If you’re new to my Substack - a quick explainer - when my father died I found a load of my mother’s old Penguins stashed in a cupboard. So I’m reading every single one of them.
Apologies for the gap since the last Penguin Project. I had to read a brick of a book for the Bunker pod which I occasionally host - so other reading had to be set to one side. But here we are, back with another semi brick, a book that is widely regarded as one of the finest novels of the 20th Century.
Written in 1904, Nostromo: A Tale of the Seaboard (to give it its full title) was inspired by the author’s experience serving on a ship in the Gulf of Mexico where he overheard the story of a man who had singlehandedly managed to steal an entire ship worth of silver. In a moment of serendipity, twenty five years later, he found himself in a bookshop where he picked up a travelogue only to discover that the author had worked on a schooner and that the master of that schooner was the very thief who had stolen the silver. And so Nostromo was born.
It’s set in the fictional South American country of Costaguana and, after a lengthy first section that sets up the port town of Sulaco, some rebellion rumblings, a refurbished silver mine and it’s owner Charles Gould, we finally get to meet our titular hero Nostromo.
As you’d expect, he’s a strapping lad and is tasked with saving a huge amount of silver from the grabby hands of marauding revolutionaries. To do so he has to, (you’ve guessed it), take it offshore in a boat. Of course, nothing runs smoothly: the boat is hit at night by a Revolutionary transport but Nostromo and his trusty sidekick, a young journalist called Martin, manage to put the ship ashore on the island of Great Isabel where they deposit the silver and scuttle the boat. Nostromo then manages, like the epic He Man he is, to swim back to Sulaco. He leaves Martin behind on the island who promptly goes mad and shoots himself.
Meanwhile, with the revolution in full flow, Nostromo starts to feel a little jaded and as is is often the way with anyone who has had just about enough of this shit, the previously incorruptible Nostromo turns to the dark side. Travelling back to the island of Great Isabel, he recovers (steals) the silver, ingot by ingot, but everything goes tits up when a lighthouse is built, making it near impossible for him to carry on thieving and one night, he’s mistaken for a trespasser and is shot. The end.
Joseph Conrad was a Polish-British writer who didn’t speak English fluently until into his twenties. Born in Poland, he was an only child to Apollo and Ewa. His father was a political activist and spent much of his time resisting the Russian Empire. This got him into various scrapes and the family were exiled to Vologda, famed for its harsh climate. His sentence was commuted and the family moved to Ukraine but sadly, the better climate was not enough to save Ewa who died of tuberculosis.

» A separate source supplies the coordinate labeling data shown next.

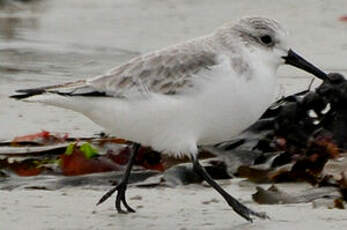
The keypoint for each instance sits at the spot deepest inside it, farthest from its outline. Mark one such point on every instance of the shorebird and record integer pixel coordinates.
(198, 92)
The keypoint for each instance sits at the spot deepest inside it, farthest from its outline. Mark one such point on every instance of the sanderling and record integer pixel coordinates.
(199, 92)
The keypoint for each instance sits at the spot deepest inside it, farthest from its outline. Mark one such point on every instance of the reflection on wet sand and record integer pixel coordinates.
(18, 16)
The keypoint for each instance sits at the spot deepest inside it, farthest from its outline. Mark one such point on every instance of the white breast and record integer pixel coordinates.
(177, 124)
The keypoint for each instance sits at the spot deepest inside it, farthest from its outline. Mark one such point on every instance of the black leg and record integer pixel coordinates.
(122, 186)
(235, 204)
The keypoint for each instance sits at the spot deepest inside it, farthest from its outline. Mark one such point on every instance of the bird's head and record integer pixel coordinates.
(265, 40)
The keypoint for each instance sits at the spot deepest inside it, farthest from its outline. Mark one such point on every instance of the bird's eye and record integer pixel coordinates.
(266, 39)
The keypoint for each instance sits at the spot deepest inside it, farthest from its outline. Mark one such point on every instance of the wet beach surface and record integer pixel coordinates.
(48, 42)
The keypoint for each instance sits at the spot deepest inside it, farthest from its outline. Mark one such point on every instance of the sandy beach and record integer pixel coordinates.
(48, 42)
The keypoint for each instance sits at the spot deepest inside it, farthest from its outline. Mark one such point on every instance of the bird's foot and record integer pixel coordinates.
(120, 199)
(245, 212)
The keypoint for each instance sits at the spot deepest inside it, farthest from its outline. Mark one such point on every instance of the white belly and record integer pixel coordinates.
(177, 124)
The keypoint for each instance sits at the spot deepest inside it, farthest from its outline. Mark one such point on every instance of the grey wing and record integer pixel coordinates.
(167, 72)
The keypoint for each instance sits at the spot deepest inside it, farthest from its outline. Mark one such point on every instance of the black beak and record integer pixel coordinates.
(295, 60)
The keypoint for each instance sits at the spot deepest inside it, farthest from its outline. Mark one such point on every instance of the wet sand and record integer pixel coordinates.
(49, 42)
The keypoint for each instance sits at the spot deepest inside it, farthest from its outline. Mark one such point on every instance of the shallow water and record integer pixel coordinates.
(45, 42)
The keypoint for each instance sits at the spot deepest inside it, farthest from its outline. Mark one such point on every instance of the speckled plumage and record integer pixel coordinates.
(202, 91)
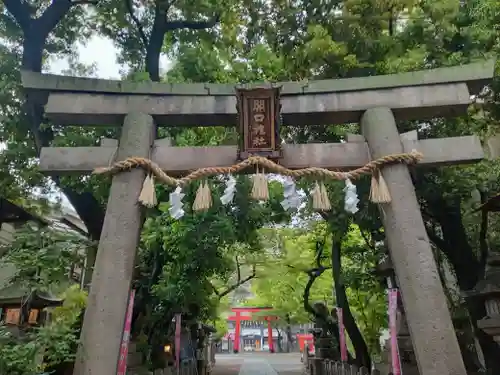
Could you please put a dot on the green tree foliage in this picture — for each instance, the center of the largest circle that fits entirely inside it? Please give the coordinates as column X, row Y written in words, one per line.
column 186, row 265
column 45, row 258
column 284, row 277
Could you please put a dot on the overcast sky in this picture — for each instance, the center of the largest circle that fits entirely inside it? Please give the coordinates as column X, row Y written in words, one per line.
column 98, row 50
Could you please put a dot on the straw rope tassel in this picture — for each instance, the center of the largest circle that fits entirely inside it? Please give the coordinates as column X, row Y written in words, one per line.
column 324, row 197
column 379, row 192
column 203, row 200
column 260, row 190
column 317, row 198
column 148, row 194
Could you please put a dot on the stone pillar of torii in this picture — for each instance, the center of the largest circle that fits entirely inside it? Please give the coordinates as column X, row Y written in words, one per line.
column 377, row 102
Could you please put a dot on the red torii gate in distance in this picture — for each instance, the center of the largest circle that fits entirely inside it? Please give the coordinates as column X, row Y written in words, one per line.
column 246, row 313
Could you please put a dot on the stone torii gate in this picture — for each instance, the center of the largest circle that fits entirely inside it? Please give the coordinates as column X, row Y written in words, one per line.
column 377, row 102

In 1869. they moved to Krakow but Apollo also fell foul of tuberculosis and Conrad was orphaned at the age of eleven. Packed off to live with his uncle he was nothing but bother so at the age of 16 he packed his bags and became a sailor in Marseilles where he became firm friends with a Corsican merchant seaman called Dominique Cervoni, who would later become the inspiration for Nostromo. He worked as a sailor until he was 36 but abandoned the sea due to a combination of poor health and an unavailability of ships but the primary reason was that he had become fascinated with writing. His first novel, Almayer’s Folly, was published in 1895 and established him as a teller of romantic and exotic tales, a pigeonhole he was never quite able to shake off. Most of his work, however, appeared in newspapers and magazines and he spent most of his working life requesting advances so he could scrape by. Success finally came knocking in 1913 following the publication of Chance, which ironically, is considered one of his worst novels.
He suffered from gout, depression and neuralgia. He had recurring bouts of malaria. He had a phobia of dysentery and failed to look after his teeth. He attempted suicide when he was 20: he shot himself in the chest but miraculously survived.

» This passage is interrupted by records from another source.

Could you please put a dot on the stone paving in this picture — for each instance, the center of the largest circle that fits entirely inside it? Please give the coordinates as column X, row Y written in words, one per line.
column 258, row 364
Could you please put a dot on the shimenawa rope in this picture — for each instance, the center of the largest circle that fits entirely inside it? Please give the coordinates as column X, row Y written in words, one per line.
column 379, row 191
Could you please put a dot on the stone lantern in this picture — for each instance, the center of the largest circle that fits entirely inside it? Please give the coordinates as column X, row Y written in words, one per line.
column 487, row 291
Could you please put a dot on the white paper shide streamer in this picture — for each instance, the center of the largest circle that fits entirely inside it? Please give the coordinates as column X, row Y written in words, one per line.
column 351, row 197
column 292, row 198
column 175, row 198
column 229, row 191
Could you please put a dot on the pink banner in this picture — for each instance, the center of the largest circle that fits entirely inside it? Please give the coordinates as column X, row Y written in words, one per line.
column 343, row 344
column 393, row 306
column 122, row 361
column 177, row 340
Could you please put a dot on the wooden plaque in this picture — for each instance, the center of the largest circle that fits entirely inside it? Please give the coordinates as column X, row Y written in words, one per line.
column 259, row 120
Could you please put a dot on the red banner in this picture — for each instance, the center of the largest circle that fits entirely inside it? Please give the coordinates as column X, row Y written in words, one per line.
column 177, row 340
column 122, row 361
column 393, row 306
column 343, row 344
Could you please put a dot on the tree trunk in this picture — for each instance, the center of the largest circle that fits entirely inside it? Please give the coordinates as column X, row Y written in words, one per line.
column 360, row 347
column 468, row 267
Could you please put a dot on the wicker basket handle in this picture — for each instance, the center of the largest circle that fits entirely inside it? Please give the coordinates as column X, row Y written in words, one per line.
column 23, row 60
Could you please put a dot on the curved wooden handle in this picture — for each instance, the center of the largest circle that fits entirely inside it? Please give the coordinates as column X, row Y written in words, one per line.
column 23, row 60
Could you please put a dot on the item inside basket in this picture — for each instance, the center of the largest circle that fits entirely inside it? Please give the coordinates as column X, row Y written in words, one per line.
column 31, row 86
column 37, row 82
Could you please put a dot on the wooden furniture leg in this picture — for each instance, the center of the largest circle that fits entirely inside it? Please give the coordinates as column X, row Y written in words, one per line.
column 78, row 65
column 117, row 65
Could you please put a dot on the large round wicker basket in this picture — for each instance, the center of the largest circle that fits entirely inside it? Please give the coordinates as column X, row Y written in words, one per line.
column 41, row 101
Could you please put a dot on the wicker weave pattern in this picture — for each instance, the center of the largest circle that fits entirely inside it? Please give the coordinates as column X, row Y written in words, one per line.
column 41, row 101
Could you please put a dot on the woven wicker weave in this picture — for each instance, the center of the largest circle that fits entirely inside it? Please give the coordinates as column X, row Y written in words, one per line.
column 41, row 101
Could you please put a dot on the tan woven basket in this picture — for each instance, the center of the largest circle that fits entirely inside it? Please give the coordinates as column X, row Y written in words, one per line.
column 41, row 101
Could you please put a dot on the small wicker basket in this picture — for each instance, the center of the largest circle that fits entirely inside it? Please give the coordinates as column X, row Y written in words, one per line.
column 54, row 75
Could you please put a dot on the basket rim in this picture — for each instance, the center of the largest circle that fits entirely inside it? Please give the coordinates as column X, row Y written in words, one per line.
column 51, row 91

He married a working class English woman, Jessie George, in 1896 which was frowned upon by all and sundry but she made him happy so to hell with the lot of them. She would go on to write a cookbook. They had two children. They moved often: every time Conrad had a depressive episode he would move house in an attempt to regenerate himself. He died in 1924, probably of a heart attack, and is buried in Canterbury.
He is considered to be one of the greatest prose poets.

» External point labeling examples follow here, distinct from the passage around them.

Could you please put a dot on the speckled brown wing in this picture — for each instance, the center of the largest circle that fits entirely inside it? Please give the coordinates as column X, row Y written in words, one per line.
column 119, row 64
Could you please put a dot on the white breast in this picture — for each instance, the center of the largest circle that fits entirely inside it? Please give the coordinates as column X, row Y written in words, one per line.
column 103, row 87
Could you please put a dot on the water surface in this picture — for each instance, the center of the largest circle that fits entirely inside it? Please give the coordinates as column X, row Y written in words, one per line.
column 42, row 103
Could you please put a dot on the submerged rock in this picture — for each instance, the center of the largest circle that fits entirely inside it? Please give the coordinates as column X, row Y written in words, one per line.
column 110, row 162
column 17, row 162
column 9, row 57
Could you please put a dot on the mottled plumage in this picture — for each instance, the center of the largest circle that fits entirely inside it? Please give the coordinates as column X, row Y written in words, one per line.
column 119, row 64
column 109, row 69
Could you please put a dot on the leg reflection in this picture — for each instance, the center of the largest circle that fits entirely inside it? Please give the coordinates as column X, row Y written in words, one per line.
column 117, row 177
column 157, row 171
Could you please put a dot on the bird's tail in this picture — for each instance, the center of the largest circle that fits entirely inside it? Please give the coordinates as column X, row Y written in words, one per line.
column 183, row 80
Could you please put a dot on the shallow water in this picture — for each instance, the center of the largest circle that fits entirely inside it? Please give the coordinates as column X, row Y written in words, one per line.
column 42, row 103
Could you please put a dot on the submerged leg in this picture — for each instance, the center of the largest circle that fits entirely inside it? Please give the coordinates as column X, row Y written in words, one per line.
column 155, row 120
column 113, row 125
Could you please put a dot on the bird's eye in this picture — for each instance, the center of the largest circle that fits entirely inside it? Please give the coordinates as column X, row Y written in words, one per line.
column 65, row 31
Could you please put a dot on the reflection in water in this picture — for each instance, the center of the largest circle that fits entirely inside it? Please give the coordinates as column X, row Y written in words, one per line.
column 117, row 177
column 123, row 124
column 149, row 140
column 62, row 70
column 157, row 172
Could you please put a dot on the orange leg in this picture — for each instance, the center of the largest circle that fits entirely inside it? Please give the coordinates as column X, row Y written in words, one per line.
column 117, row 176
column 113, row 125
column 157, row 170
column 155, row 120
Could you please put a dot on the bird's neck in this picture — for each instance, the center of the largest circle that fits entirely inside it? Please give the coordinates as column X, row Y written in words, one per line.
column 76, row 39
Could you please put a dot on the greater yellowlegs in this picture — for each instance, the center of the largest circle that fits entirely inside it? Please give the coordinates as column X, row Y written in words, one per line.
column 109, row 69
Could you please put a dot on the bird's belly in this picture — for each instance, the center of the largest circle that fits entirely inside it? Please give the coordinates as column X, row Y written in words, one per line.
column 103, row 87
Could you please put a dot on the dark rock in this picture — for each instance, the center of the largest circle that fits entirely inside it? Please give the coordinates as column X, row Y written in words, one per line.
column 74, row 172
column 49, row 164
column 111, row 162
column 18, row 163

The book was adapted in 1926 as the silent film The Silver Treasure and starred George O Brien. In 1991, David Lean was set to film Nostromo with Steven Spielberg producing but died weeks before principle photography was set to begin. The project withered away. Marlon Brando, Peter O Toole and Isabella Rossellini were set to star so why someone else didn’t take the reins, we will never know.
The spacecraft in Ridley Scott’s Alien is called the Nostromo. It’s also the name of the dark and corrupt city world in Warhammer 40,000.
It's the first Conrad I read and, bizarrely, I remember very little of the plot. This may inspire me to revisit.